Charlie portrait 8 Aug 2020

Today I celebrate the 4th anniversary of adopting Charlie, the rescued former racehorse Charlie’s Quest. I also celebrate victories for all U.S. racehorses that have been won this year, and the role Charlie’s story has played in those victories.

Photo by Sarah Welty.

These days, Charlie runs when he wants to run — usually leading the way with fellow rescued racehorse Henry close behind, and Caroline (of unknown origin) bringing up the rear.

Charlie also naps when he wants to nap, his only interruption an occasional nudge from Caroline.

It wasn’t always this way. From January 12, 2012 to July 10, 2016, Charlie’s Quest was a racehorse, running 45 races with total $206,944 earnings.

He started his “career” at tier 1 tracks, finishing first in early races like this one on March 10, 2012 at Florida’s Gulfstream Park.

But by early 2015, Charlie was racing at tier 3 and 4 tracks, and typically finishing as an also-ran. Like many racehorses, Charlie had been drugged so he’d run despite painful injuries — causing his physical condition and his racing performance to spiral downward.

Photo by PETA.

After PETA stepped in to take Charlie off the track in summer 2016, an examining vet found that he had “quadrilateral lameness, some of which is very severe, progressive, degenerative and likely painful. While he does appear to be a very stoic and strong patient,” the vet wrote, “it still seems unreasonable that a horse mainly unfit for even moderate riding sport was recently subjected to high speed racing competition.”  

Photo by PETA.

Charlie’s injuries will never completely heal — but after four years as a pasture companion, he is far sounder than he was.

Meanwhile, Charlie’s story has been out in the world, slowly but steadily making a difference for all racehorses — with particularly dramatic progress this year.

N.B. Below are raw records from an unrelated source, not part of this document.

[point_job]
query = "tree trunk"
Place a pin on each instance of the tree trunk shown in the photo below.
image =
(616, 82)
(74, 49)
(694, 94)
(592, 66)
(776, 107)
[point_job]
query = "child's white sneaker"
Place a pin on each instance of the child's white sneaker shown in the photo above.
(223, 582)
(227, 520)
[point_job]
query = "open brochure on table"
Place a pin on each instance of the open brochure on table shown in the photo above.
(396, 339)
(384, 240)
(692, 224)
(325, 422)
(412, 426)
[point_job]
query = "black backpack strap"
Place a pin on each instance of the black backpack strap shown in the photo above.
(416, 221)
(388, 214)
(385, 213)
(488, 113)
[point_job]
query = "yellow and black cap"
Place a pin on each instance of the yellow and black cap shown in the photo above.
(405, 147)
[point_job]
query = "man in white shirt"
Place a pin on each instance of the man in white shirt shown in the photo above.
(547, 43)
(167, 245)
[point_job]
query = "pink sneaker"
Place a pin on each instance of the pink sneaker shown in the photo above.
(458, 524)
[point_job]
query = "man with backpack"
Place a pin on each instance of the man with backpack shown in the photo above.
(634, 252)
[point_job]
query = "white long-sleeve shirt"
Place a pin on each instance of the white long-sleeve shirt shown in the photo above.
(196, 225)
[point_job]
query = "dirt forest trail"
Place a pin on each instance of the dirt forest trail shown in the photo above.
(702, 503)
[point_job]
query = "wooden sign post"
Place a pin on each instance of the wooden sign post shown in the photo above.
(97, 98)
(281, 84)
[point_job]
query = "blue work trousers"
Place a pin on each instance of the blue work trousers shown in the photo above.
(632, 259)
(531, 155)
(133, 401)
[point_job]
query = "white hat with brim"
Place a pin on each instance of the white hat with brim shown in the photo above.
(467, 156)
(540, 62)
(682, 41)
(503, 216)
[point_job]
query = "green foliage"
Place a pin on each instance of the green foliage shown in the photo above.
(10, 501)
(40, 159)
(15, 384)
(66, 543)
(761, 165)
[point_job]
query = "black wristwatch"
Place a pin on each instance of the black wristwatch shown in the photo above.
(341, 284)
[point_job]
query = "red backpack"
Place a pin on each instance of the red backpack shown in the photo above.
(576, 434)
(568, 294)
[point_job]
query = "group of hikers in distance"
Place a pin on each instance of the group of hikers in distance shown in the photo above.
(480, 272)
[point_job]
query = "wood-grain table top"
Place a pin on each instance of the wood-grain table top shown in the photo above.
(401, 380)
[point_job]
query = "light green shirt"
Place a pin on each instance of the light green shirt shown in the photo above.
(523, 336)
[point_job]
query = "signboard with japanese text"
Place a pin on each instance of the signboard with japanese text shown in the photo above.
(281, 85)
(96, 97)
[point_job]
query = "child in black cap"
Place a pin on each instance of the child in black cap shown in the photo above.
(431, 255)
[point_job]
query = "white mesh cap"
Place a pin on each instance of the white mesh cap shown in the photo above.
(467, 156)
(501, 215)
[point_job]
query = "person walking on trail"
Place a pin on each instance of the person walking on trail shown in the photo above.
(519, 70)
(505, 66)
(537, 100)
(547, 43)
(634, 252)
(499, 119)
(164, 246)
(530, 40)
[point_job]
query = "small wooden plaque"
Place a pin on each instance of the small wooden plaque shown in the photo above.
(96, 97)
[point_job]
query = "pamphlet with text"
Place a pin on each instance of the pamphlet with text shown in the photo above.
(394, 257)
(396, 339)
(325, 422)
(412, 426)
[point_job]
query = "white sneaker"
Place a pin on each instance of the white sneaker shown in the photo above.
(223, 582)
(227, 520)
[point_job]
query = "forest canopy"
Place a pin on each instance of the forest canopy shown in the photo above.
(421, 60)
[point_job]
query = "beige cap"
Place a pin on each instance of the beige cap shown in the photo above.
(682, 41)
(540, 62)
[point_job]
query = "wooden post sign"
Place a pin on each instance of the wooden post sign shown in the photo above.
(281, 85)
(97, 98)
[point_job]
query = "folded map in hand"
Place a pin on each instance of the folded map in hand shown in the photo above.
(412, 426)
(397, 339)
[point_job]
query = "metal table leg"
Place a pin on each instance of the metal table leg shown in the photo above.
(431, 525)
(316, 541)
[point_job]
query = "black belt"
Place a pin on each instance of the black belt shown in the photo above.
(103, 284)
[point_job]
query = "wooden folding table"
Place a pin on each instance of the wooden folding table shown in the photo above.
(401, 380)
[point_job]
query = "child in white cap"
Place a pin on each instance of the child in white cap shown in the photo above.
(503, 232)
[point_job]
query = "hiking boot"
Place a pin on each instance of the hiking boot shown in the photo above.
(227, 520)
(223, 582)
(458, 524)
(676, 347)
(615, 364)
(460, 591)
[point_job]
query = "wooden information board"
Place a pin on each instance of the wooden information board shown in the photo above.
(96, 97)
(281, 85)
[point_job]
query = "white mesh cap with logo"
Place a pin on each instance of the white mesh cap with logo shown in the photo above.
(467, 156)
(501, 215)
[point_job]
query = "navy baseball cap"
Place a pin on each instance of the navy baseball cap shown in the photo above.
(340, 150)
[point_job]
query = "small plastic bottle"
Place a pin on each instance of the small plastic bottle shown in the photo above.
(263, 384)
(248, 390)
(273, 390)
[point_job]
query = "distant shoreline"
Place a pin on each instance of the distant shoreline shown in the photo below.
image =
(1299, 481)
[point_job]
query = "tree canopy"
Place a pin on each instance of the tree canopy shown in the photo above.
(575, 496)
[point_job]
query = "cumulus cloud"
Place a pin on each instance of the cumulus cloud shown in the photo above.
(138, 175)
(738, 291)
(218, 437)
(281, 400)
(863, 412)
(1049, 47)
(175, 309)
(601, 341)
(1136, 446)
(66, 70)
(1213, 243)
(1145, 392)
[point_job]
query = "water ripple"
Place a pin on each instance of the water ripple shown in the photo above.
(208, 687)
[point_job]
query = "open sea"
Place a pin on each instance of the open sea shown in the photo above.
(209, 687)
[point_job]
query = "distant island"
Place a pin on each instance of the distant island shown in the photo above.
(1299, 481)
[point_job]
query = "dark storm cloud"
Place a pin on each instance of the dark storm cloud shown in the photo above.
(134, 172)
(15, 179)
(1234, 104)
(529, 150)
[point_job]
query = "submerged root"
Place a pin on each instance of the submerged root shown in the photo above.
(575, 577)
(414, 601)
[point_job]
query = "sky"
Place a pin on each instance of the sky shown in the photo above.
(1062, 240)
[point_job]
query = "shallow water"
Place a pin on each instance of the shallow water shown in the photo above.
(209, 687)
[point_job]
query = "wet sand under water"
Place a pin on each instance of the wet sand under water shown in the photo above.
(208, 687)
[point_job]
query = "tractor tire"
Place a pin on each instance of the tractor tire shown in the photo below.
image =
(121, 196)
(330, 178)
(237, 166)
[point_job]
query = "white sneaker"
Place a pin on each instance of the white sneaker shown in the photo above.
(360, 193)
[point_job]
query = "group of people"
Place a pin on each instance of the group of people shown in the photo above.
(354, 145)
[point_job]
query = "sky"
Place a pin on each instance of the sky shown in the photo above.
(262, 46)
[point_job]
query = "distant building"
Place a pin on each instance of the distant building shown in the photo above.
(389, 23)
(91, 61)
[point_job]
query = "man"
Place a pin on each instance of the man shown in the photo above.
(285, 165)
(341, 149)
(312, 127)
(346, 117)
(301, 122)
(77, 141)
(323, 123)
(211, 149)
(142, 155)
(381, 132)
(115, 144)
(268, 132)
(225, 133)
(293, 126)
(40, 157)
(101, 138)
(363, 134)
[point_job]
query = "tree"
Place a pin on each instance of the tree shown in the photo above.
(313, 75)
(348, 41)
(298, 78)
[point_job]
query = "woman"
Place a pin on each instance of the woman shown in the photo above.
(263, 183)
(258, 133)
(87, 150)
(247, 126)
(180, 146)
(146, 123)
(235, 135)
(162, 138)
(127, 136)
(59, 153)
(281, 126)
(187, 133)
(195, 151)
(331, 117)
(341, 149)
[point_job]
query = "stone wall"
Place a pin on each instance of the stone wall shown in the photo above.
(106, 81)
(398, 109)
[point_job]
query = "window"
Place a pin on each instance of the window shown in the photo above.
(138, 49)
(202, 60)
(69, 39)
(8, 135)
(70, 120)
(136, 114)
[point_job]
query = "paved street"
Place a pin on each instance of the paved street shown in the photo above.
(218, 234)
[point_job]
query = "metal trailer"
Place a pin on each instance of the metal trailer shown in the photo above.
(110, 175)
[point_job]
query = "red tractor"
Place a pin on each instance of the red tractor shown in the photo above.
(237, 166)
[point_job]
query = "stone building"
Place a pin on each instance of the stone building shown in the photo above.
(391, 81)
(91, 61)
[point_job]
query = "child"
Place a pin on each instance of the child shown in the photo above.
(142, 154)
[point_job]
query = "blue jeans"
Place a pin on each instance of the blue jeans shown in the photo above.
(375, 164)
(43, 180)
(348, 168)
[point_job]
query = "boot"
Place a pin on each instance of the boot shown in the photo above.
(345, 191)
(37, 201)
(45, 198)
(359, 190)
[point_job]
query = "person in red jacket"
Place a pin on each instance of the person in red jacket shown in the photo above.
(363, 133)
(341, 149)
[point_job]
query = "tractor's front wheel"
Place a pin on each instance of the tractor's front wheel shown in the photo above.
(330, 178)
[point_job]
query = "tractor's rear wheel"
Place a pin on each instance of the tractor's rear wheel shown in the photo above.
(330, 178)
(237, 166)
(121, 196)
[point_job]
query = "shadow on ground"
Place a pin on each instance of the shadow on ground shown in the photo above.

One of Charlie’s fellow racehorses. Photo by PETA.

After Charlie was among racehorses whose treatment PETA covered in a summer 2013 undercover investigation, the New York State Gaming Commission and Kentucky Horse Racing Commission opened their own official investigations.

On March 13, 2020, that same PETA investigation was cited in the Washington Post editorial board opinion piece “Horse racing has outlived its time.” On August 31, that opinion piece, in turn, was cited in Senate Majority Leader Mitch McConnell’s announcement of the Horseracing Integrity and Safety Act of 2020 he officially introduced on September 9.

The Post opinion piece also discussed the March 9 federal indictments of 27 racehorse trainers, veterinarians and drug distributors for an international scheme to drug horses to make them run faster and to cheat the betting public — indictments which brought the first two guilty pleas on September 16.

Conversations caught on federal wiretaps were “eerily similar” to the callous way horses were discussed in PETA’s undercover video, the Post wrote, and “what happened to the horses amounted to nothing less than abuse. They experienced cardiac issues, overexertion leading to leg fractures, increased risk of injury and, in some cases, death.”

The Post opinion piece concluded: “Activities involving animals that used to be tolerated — even revered — like circus elephants or killer whale shows ended as people learned of their terrible toll. Horse racing awaits a similar reckoning.”